Depuis le 11 juillet, l’île de Cuba est secouée par des manifestations violentes, les participants saccageant dans plusieurs villes des magasins, renversant des voitures et s’attaquant aux autorités. La réaction de Joe Biden n’a pas tardé, puisqu’il a exprimé ses inquiétudes à travers un communiqué publié lundi, déplorant des «décennies de répression et de souffrance économique».
Des déclarations jugées «cyniques» par la porte-parole du ministère russe des Affaires étrangères Maria Zakharova, compte tenu de l’embargo américain qui plombe l’économie cubaine depuis les années 1960. Elle invite les responsables à se débarrasser de leur double discours et à lever cet embargo s’ils sont «vraiment préoccupés par la situation humanitaire à Cuba».
Intervention
«Laissez les Cubains, leur gouvernement et leur peuple comprendre par eux-mêmes ce qui se passe et décider de leur sort», a-t-elle ajouté, demandant de ne pas s’ingérer dans les affaires intérieures d’un État souverain.
Mardi, le maire de Miami Francis Suarez a affirmé sur Fox News que Cuba «exporte le communisme à travers le monde depuis des décennies» et que cela devrait concerner la sécurité nationale américaine. À ce titre, il a suggéré qu’une intervention militaire, sous la forme de frappes aériennes, «ne devait pas être écartée».
Révolution de couleur
Pour la diplomatie russe, les États-Unis cherchent à mettre en œuvre un scénario de révolution de couleur à Cuba, l’algorithme mis en place pour les «régimes indésirables».

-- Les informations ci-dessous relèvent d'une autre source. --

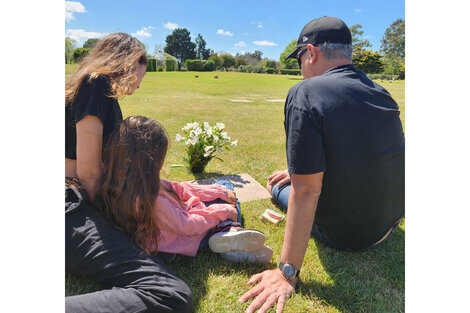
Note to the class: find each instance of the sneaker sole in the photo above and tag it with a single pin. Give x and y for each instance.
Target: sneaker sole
(245, 240)
(262, 255)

«La logique ici est simple. […] Tout d'abord, des sanctions leur sont imposées et des problèmes artificiels qui aggravent la situation socio-économique sont créés ou introduits de l'extérieur. Sur cette base, des tensions sont provoquées et des sentiments antigouvernementaux sont fomentés», explique Mme Zakharova.
Le gouvernement cubain a d’ailleurs accusé les États-Unis d’avoir utilisé Twitter pour accentuer ces tensions via le hashtag #SOSCuba, diffusé depuis début juillet. Julian Macias Tovar, expert espagnol en réseaux sociaux, a analysé sa progression, affirmant qu’il avait été relayé par «un réseau international de comptes liés par une idéologie» avec «souvent de faux comptes ou des comptes automatisés pour publier un grand nombre de tweets».
L’analyste américain Doug Madory, interrogé par l’AFP, est plus circonspect: «Quelqu'un envoie un tweet aux États-Unis et cela pousse les gens dans la rue à Cuba? […] J’ai du mal à y croire». Il note que certains messages de partisans du gouvernement cubain sont «étonnamment identiques», ce qui laisse à penser que ce dernier a fait usage des mêmes techniques.
Mesures annoncées
Sur fond de l’épidémie du Covid-19, une grave crise économique a mené à de fortes pénuries dans l’État insulaire. Des milliers de Cubains ont envahi les rues aux cris de «Nous avons faim», «Liberté» et «À bas la dictature». Lundi, l’Internet mobile a été coupé et l’accès aux réseaux sociaux restreint. Des affrontements ont fait des blessés et un mort, ainsi qu’une centaine de détenus.
Mercredi, le Président Miguel Diaz-Canel a annoncé une série de mesures pour apaiser les tensions. Les aliments et médicaments peuvent désormais librement entrer dans le pays sans taxes et sans limites de valeur, mais uniquement jusqu’au 31 décembre. La limite des salaires dans les entreprises d’État a été supprimée.
«Nous devons aussi tirer des enseignements de ces troubles, nous devons aussi faire une analyse critique de nos problèmes», a-t-il déclaré, reconnaissant qu’il y avait «des personnes insatisfaites» au sein du régime. «Ce que nous devons encourager, même si nous avons parfois des points de vue différents sur certains sujets, c'est d'essayer de trouver, tous, des solutions».